The rats were exsanguinated under isoflurane inhalation anesthesia, and the synovial tissue and cartilage of the hind limb knee joints were collected and rapidly frozen in liquid nitrogen. Synovial tissue or cartilage from both knees of each rat were pooled in tubes to obtain sufficient RNA for real-time polymerase chain reaction (RT-PCR) analysis. Tissue collection was performed before immunization and at 7, 14, and 21 days after immunization for a time-course study, or 21 days after immunization for pharmacological evaluation. Eight rats per group were evaluated in both studies (Supplementary Tables S5 and S6). Tissues were homogenized in TRIzol reagent. Total RNA was extracted using the PureLink RNA Mini Kit according to the manufacturer’s instructions, and RNA concentrations were measured using a microvolume spectrophotometer. The cDNA samples were prepared using a high-capacity cDNA reverse transcription kit with an RNase Inhibitor. The expression levels of Il1b, Mmp3, and Mmp13 were quantified using the CFX384 Touch Real-Time PCR Detection System (Bio-Rad Laboratories, Inc., Hercules, CA) with TB Green Premix Ex Taq II. The thermal cycle program was one initial cycle at 95 °C for 30 seconds, followed by a 30-cycle sequence of denaturing at 95 °C for 5 seconds and annealing/extension at 60 °C for 30 seconds. The housekeeping gene Hprt1 was used as a reference gene for normalization. The primer sequences were: Mmp3,¹⁹ 5’-ATGATGAACGATGGACAGATGA-3’ (forward) and 5’-CATTGGCTGAGTGAAAGAGACC-3’ (reverse); Mmp13,²⁰ 5’-TGGAACTAAAGAACATGGTGACTTCTA-3’ (forward) and 5’-CCCCGCCAAGGTTTGG-3’ (reverse). Commercially available primer pairs for Il1b (RA063423) and Hprt1 (RA015379) were purchased from Takara Bio, Inc. The expression level of each gene was quantified using a linearly regressed calibration curve and normalized to the expression level of Hprt1.

Chondrocytes Culture

Human chondrocytes (Lonza [Basel, Switzerland] and Cell Applications Inc. [San Diego, CA]) were cultured in DMEM/F-12 supplemented with 10% FBS at 37 °C in 5% CO₂. Cells passed once or twice were seeded in 24-well plates at a starting density of 1.5 × 10⁵ cells/mL per well, 22-24 hours before treatment.

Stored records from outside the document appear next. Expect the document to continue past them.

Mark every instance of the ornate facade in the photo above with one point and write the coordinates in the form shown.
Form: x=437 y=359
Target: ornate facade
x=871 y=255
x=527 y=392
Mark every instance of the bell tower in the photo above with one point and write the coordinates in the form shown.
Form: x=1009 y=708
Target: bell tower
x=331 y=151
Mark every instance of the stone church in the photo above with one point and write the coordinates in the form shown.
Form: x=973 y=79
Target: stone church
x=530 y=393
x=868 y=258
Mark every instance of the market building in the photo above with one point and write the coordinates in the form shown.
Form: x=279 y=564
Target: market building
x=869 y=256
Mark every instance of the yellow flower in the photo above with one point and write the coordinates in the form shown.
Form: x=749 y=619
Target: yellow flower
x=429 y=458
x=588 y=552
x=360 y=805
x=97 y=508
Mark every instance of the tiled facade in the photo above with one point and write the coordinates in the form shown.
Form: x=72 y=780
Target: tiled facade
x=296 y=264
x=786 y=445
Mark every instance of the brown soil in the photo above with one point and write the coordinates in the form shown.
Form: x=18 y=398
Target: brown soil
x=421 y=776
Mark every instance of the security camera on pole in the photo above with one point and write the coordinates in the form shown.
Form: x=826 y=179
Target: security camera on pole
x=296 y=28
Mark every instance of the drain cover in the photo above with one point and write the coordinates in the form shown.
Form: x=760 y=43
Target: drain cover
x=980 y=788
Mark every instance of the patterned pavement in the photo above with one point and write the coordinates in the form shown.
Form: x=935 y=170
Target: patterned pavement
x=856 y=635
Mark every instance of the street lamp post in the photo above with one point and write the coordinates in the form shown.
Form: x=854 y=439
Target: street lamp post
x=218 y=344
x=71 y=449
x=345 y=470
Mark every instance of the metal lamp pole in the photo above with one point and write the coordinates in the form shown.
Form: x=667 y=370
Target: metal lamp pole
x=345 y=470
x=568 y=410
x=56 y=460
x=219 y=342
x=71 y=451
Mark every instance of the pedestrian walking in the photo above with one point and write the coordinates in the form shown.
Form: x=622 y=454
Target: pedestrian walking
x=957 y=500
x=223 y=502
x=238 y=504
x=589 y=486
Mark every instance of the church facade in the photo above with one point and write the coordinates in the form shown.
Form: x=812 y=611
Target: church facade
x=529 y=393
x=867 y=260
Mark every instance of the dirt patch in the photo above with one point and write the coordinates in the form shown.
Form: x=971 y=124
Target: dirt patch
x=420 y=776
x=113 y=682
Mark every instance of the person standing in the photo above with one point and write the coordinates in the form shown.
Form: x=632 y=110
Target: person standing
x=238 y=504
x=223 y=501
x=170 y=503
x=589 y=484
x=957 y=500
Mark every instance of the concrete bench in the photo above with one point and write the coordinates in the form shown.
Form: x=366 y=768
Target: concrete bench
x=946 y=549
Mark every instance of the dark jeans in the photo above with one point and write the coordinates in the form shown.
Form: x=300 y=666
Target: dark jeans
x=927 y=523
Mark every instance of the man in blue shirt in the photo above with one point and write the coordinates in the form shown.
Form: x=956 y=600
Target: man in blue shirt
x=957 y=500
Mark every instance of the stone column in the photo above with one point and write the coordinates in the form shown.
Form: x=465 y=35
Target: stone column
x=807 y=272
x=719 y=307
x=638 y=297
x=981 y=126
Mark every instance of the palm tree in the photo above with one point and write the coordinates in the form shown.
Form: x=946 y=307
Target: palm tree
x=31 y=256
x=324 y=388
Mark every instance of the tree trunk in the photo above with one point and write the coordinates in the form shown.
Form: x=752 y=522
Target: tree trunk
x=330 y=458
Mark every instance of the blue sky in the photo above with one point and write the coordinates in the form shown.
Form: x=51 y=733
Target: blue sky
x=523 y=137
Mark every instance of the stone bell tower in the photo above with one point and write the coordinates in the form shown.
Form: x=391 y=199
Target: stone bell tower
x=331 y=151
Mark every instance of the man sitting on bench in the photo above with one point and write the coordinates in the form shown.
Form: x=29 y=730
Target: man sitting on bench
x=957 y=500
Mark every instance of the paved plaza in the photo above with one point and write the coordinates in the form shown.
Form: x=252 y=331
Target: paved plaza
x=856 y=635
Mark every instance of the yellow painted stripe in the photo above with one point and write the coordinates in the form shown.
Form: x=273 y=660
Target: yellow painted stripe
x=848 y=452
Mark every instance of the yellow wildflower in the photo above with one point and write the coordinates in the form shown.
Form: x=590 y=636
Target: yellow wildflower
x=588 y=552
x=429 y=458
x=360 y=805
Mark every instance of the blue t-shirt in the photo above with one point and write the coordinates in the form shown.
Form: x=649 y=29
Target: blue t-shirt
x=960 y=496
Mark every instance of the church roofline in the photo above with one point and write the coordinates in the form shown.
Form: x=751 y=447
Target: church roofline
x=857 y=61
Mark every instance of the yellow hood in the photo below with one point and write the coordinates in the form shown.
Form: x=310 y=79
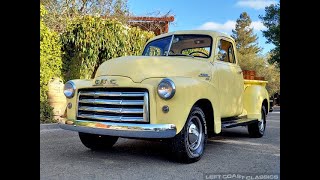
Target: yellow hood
x=139 y=68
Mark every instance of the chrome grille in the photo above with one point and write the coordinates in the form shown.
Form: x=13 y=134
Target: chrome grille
x=127 y=105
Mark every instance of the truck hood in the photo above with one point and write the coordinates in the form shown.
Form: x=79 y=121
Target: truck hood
x=139 y=68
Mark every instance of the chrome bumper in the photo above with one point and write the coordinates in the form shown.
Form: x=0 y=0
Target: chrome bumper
x=122 y=129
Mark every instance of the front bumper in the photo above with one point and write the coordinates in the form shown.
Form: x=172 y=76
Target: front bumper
x=122 y=129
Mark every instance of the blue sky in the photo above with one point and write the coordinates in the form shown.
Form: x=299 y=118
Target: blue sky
x=219 y=15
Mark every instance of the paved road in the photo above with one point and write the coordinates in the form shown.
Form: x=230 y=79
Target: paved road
x=62 y=156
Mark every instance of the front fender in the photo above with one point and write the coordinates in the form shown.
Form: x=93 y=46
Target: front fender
x=188 y=92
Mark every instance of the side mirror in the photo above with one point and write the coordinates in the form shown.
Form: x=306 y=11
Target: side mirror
x=222 y=54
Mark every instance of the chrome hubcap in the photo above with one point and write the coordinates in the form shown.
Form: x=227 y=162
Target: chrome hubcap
x=262 y=122
x=194 y=133
x=261 y=125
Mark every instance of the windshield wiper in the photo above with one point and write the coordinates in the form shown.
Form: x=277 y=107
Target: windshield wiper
x=181 y=55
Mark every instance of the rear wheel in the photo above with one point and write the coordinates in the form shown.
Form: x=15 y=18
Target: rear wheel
x=257 y=129
x=188 y=146
x=97 y=142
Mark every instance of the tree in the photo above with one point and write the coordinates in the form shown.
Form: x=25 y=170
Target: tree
x=249 y=57
x=60 y=13
x=245 y=39
x=272 y=21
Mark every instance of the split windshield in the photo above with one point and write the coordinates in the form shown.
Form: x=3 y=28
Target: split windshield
x=180 y=45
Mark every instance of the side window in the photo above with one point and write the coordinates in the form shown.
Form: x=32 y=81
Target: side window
x=225 y=51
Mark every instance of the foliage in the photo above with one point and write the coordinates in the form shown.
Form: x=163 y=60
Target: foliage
x=62 y=12
x=244 y=37
x=46 y=112
x=50 y=56
x=50 y=65
x=89 y=41
x=248 y=54
x=272 y=21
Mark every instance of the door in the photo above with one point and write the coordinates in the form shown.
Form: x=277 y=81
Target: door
x=230 y=79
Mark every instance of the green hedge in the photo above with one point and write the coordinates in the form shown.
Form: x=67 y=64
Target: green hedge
x=50 y=64
x=89 y=41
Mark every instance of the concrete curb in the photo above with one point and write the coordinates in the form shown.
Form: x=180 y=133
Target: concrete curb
x=49 y=126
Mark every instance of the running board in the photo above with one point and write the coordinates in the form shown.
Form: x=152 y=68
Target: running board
x=237 y=122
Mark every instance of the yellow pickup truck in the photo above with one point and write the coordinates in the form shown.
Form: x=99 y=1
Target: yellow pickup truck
x=185 y=86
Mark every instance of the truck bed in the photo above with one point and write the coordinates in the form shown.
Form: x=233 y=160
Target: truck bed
x=248 y=82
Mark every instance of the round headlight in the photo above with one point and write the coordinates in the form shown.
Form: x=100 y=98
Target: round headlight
x=69 y=89
x=166 y=89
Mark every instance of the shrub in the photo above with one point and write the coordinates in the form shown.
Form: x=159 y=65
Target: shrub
x=46 y=112
x=50 y=64
x=89 y=41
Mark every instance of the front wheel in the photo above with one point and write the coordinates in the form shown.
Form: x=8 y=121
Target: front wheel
x=257 y=129
x=97 y=142
x=188 y=146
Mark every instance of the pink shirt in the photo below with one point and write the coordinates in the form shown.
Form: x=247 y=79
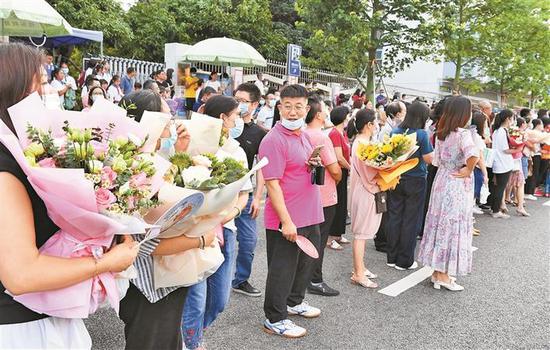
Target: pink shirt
x=288 y=153
x=328 y=156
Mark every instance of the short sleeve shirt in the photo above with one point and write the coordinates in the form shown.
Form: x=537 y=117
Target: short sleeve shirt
x=425 y=147
x=287 y=153
x=328 y=156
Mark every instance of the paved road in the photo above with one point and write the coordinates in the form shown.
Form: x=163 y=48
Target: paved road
x=505 y=304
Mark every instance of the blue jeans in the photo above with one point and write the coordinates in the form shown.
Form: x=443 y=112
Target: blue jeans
x=247 y=238
x=207 y=299
x=478 y=182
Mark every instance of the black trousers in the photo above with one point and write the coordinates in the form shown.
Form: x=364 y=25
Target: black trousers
x=288 y=272
x=152 y=325
x=405 y=209
x=501 y=180
x=532 y=181
x=432 y=171
x=317 y=276
x=338 y=227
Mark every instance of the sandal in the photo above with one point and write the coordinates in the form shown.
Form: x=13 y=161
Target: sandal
x=365 y=283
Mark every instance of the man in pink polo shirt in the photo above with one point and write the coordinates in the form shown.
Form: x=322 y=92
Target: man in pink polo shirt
x=315 y=121
x=293 y=208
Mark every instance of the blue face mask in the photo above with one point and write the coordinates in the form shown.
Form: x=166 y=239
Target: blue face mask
x=243 y=108
x=237 y=130
x=293 y=124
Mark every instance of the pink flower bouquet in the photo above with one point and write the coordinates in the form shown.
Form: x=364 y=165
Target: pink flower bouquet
x=97 y=178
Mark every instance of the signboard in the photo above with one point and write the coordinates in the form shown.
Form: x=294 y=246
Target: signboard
x=293 y=60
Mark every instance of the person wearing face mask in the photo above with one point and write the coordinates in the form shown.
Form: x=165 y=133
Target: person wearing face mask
x=70 y=96
x=96 y=93
x=207 y=299
x=315 y=120
x=395 y=113
x=248 y=97
x=293 y=208
x=265 y=116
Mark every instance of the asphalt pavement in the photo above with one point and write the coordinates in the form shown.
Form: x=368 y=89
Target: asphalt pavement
x=505 y=304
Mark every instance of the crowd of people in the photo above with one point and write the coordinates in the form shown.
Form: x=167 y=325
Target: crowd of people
x=467 y=165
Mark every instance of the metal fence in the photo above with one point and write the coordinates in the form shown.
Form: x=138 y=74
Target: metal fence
x=144 y=69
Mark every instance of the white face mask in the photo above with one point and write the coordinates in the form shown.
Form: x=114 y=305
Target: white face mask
x=293 y=124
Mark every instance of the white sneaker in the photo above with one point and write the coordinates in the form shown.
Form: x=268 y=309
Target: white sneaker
x=500 y=215
x=303 y=309
x=412 y=267
x=286 y=328
x=477 y=210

The culture medium was replaced with 1 mL of DMEM/F-12 containing 10% FBS and the corresponding materials: HA (2 mg/mL), DEH (0.5-2 mg/mL), or DF (0.03-3 µg/mL). The concentrations of DF were set below the cytotoxic range (>30 µg/mL) according to our preliminary experiments (data not shown). After a 30-minute incubation, IL-1β (0.1 ng/mL) was added and incubated for 16 hours, after which culture supernatants were collected. The concentrations of MMP-3 and MMP-13 in the culture supernatants were measured using an ELISA kit, according to the manufacturer’s instructions. Six wells were treated with each test material, and samples from each well were analyzed separately. Data are representative of several independent experiments.

Statistical Analysis

Statistical analyses were performed using the Statistical Analysis System (SAS; SAS Institute Inc., Cary, NC). In the in vivo study, the histological scores of each group, except for the normal group, were statistically analyzed using the Steel-Dwass test. The mean joint swelling values from days 14 to 28 after immunization were subjected to statistical analysis. The data for each group, except the normal group, were statistically analyzed using Williams’ test (for the dose-response study) or Tukey’s test (for the pharmacological study). Gene expression levels in each group were analyzed using Tukey’s test. In the in vitro study, MMP concentrations were statistically analyzed using Williams’ test or Student’s t test. Statistical significance was set at P < 0.05. Data are presented as mean and standard error of the mean.

Results

Cartilage Degeneration in a Rat CIA Model

Time-dependent cartilage degeneration in a rat model of CIA was histopathologically evaluated. Before sensitization, the cartilage surface was smooth without roughening ( Fig. 1 ). The extracellular matrix contained proteoglycans, which were stained with safranin O. Cells were present throughout the cartilage, with no clustering. No tidemark irregularities were observed. Cartilage histology 7 and 14 days after immunization was similar to that before sensitization, with no abnormalities in surface structure, cellularity, safranin O staining intensity, or tidemark. From 21 days after immunization onward, safranin O staining was reduced, and progression of cartilage degeneration was observed. No abnormalities in surface structure, cellularity, or tidemarks were observed.

Figure 1.

Sections of the tibial cartilage of a knee joint were stained with safranin O and fast green, where proteoglycan in the cartilage is in red and bone is in green. The upper images present an overview of the cartilage; the lower images correspond to the high magnification of the squared area in the upper image. Representative images are shown (n = 3). Scale bar = 500 µm (upper images) and 50 µm (lower images).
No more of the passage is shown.